Coding and Billing

How to Document for Out-of-Pocket Screenings

By Mark Wright, OD, FCOVD,
and Carole Burns, OD, FCOVD

Nov. 7, 2018

Screenings that are not covered by patient insurance are becoming more common. Here’s the documentation your practice must do when these screenings take place.

Screening retinal photographs are a common procedure done in eyecare offices. Screening tests are not medically necessary tests, therefore, cannot be billed to a third party. You can bill the patient, but there are two rules to keep in mind.

1) Have the patient sign an Advance Written Notice of Non-coverage. In the Medicare world (but these also work for any commercial carrier), pick the form that is most appropriate for the patient you are seeing. These documents are:

a. Advance Beneficiary Notice of Noncoverage (ABN), Form CMS-R-131

b. Skilled Nursing Facility Advance Beneficiary Notice of Noncoverage (SNFABN), Form CMS-10055

c. Home Health Change of Care Notice (HHCCN), Form CMS-10280

d. Hospital-Issued Notice of Noncoverage (HINN)

2) You must explain to the patient and document on the form why the service or procedure is not covered.

The three most common reasons for non-coverage include:
• When an item or service is considered not medically necessary
• When a service is not indicated for diagnosis and/or treatment
• When more than the number of services allowed in a specific period for the corresponding diagnosis or treatment occurs

If, during the screening retinal photo, a medical issue is discovered, the eyecare provider can order a medically necessary retinal photo as long as the new test provides additional information not present in the screening results.

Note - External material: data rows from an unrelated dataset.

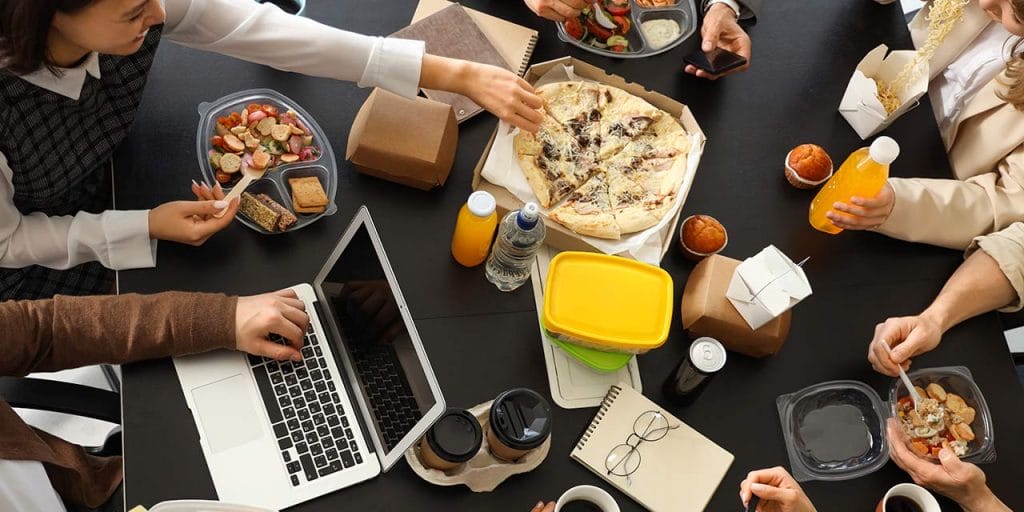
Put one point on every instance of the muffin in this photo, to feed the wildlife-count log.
(701, 236)
(807, 166)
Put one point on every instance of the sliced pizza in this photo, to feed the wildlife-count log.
(588, 211)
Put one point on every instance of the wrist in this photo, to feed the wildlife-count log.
(938, 316)
(984, 501)
(723, 7)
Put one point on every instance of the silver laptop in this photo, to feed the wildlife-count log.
(275, 434)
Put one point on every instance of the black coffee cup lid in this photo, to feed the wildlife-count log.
(456, 436)
(520, 419)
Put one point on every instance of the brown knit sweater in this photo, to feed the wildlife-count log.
(70, 332)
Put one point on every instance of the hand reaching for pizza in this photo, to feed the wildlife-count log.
(500, 91)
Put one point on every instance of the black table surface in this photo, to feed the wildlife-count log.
(481, 341)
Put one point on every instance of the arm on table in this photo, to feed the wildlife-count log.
(950, 213)
(70, 332)
(266, 35)
(991, 278)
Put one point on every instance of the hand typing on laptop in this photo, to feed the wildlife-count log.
(280, 312)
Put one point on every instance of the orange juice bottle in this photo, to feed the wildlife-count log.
(863, 174)
(474, 229)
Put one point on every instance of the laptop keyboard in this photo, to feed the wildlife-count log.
(313, 430)
(387, 389)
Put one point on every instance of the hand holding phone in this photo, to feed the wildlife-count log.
(716, 61)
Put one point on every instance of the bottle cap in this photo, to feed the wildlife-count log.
(527, 216)
(884, 151)
(480, 204)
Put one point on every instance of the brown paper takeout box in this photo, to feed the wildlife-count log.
(558, 236)
(708, 312)
(409, 141)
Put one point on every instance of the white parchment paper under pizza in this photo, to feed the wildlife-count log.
(502, 169)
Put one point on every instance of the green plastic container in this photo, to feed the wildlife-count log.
(597, 359)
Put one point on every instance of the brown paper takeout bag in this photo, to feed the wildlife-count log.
(409, 141)
(707, 311)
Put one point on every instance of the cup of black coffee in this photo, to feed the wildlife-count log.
(586, 499)
(519, 422)
(290, 6)
(908, 498)
(454, 439)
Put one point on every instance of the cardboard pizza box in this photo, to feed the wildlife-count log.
(558, 236)
(409, 141)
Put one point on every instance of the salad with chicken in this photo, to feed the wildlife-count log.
(260, 137)
(941, 420)
(603, 24)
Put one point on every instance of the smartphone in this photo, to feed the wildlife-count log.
(716, 61)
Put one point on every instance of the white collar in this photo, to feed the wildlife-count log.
(71, 80)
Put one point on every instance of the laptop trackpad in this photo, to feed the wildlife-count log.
(226, 413)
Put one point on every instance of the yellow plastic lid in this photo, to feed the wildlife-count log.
(608, 301)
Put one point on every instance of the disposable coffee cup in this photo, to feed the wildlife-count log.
(519, 422)
(586, 499)
(454, 438)
(906, 497)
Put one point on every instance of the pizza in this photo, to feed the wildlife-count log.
(605, 162)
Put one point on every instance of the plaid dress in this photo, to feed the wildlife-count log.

Some consultants say that this second test can be done on the same day as the screening test. We suggest it is safer to do it on a different day when possible and when waiting does not negatively impact the patient. The concern third parties have is called “bait and switch.” Bait and switch is where you offer a patient a lower fee for a procedure, then you raise the fee on the same visit. For example, the patient is told the screening fee for the retinal photo is $29, but suddenly you’ve billed $79 because you found something and are now calling it a medically necessary retinal photo.

DOCUMENTATION
Even though it is a screening test, you should document the following in your patient’s primary medical record:
• A reference to where the image/test results are stored
• The patient’s name
• The date of the screening test
• A statement about the results of the screening test
• Your signature

Remember the documentation rule that if you discover a problem, you must further describe it in words or pictures, and you should include in your primary medical record your impressions, diagnosis and treatment plan for the problem you discovered.

CODING
What code should be used for a screening test? You could code S9986 – payable by the patient. You want to make a notation that the test is “not medically necessary.” Some carriers will not accept S9986. If the patient insists a claim be filed, then you could report 92250 with a modifier. The modifiers to consider are: GA is expected not to be covered and GZ is unnecessary procedure. (For Medicare, modifier GY is used with 92015 because it is statutorily excluded.)

You should be aware that some carriers now cover retinal screening photos. When this happens, follow the carrier’s policies exactly.

Screening tests give the eyecare provider powerful tools to catch problems earlier and, therefore, begin treatment earlier, leading to better outcomes. Follow the rules for screening tests as you utilize these powerful and helpful tools.